The periosteum also thickens in response to mechanical stress from components of the enthesis, such as ligaments, tendons, and muscles, and the resultant expansion of the periosteum increases the strength of bone and decreases the risk of fracture [23, 24]. In the present study, a strong correlation was observed between the periosteal thickness and the AP dimension of the femur, the total length of the femur, and height. Generally, increases in these measurements are directly proportional to the mechanical stress and load. However, it has also been reported that the periosteal thickness increases as a compensatory response to osteoporotic bone [24]. Thus, it should be emphasized that the thickness of the periosteum does not necessarily guarantee the mechanical stability of the structure, including the bone and further study is needed to understand the effect of periosteal thickness on mechanical strength.

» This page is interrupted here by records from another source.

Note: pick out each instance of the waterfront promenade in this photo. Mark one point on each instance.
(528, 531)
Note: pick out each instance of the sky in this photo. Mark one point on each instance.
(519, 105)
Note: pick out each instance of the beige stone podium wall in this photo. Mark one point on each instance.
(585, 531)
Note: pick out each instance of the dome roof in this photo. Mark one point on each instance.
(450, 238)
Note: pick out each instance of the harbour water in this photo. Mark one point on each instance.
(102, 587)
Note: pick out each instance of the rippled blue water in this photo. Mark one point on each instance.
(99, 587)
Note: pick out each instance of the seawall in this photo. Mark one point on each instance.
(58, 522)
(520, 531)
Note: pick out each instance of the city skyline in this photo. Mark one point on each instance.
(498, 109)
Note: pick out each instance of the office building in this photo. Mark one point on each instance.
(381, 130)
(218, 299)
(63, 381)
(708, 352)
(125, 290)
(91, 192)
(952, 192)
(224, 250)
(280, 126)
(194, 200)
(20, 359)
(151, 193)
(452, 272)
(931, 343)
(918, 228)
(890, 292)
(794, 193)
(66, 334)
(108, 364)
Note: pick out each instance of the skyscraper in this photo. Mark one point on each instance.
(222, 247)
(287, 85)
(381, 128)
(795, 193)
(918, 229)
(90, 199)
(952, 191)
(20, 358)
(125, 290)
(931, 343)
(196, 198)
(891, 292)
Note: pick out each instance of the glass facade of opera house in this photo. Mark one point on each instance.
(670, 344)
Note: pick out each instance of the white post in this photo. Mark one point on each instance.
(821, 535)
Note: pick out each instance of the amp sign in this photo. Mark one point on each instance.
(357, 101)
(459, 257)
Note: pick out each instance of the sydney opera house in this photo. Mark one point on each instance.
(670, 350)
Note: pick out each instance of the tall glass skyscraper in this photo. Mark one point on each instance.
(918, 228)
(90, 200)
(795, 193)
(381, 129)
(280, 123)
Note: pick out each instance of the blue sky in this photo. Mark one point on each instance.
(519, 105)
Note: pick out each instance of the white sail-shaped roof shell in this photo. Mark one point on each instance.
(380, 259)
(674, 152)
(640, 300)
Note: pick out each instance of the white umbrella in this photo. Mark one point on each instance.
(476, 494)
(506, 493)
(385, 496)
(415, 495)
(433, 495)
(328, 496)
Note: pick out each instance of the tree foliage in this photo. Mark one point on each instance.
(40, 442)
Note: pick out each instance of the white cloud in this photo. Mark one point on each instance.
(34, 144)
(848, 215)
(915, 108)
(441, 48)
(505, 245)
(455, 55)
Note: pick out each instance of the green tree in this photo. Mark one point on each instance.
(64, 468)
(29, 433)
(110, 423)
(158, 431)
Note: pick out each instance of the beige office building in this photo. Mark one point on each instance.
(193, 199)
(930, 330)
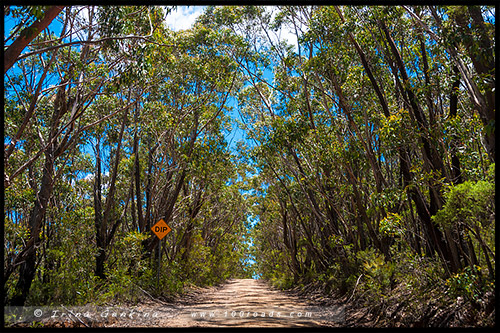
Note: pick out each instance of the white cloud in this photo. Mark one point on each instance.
(183, 17)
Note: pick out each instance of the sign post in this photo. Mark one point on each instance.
(160, 229)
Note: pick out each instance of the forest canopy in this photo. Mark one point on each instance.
(366, 159)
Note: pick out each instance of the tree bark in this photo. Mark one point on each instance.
(27, 35)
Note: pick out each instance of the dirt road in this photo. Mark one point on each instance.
(237, 303)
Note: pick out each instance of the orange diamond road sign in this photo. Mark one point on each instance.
(161, 229)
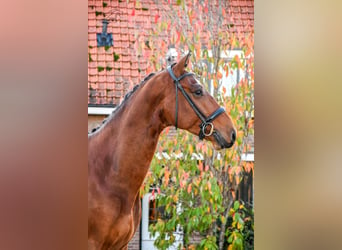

The graphically visualized results of the periosteal thickness in the present study showed that the periosteal thickness of the distal lateral femur tended to rapidly decrease from the metaphyseal region toward the diaphyseal region. Furthermore, the overlayed images showed that the periosteal thickness changed at the part corresponding to the apex of the turning point of the femoral metaphysis in all cases. These alterations might be explained by the differences in bony geometry between the metaphysis and diaphysis and the difference in the soft tissue structure surrounding these bones. The bony landmark corresponding to the apex of the turning point of the femoral metaphysis is clinically important because it is easy to recognize and can be referred to intraoperatively during osteotomy as well as during preoperative planning and postoperative evaluation.
The present study has several limitations. First, the mean age of the cadavers was 78.8 ± 9.3 years (range, 61–91 years), which was relatively older than the typical patient undergoing MCWDFO. However, age seemed to have little influence on the anatomical location of the joint capsule attachment or the morphological features of the turning point of the periosteal thickness. Second, the cadavers had been fixed with formalin. Although the joint capsule was fragile enough to be easily detached during dissection, changes in mechanical features associated with tissue fixation were not considered. Third, the strength of the periosteum was not evaluated because of the formalin fixation of the cadavers. Nevertheless, this is the first report of quantitative measurements of the periosteal thickness around the hinge point of MCWDFO. Fourth, a detailed anatomical evaluation of the femoral attachment of the GLH was not performed. However, in the present study, the GLH was attached distally and posteriorly to the hinge and seemed to play a small role in stabilizing the hinge point.
Lastly, this was a 2D study and did not include 3D structural imaging of the hinge point or the femoral bone morphology. Therefore, further study is needed based on these findings of this present study.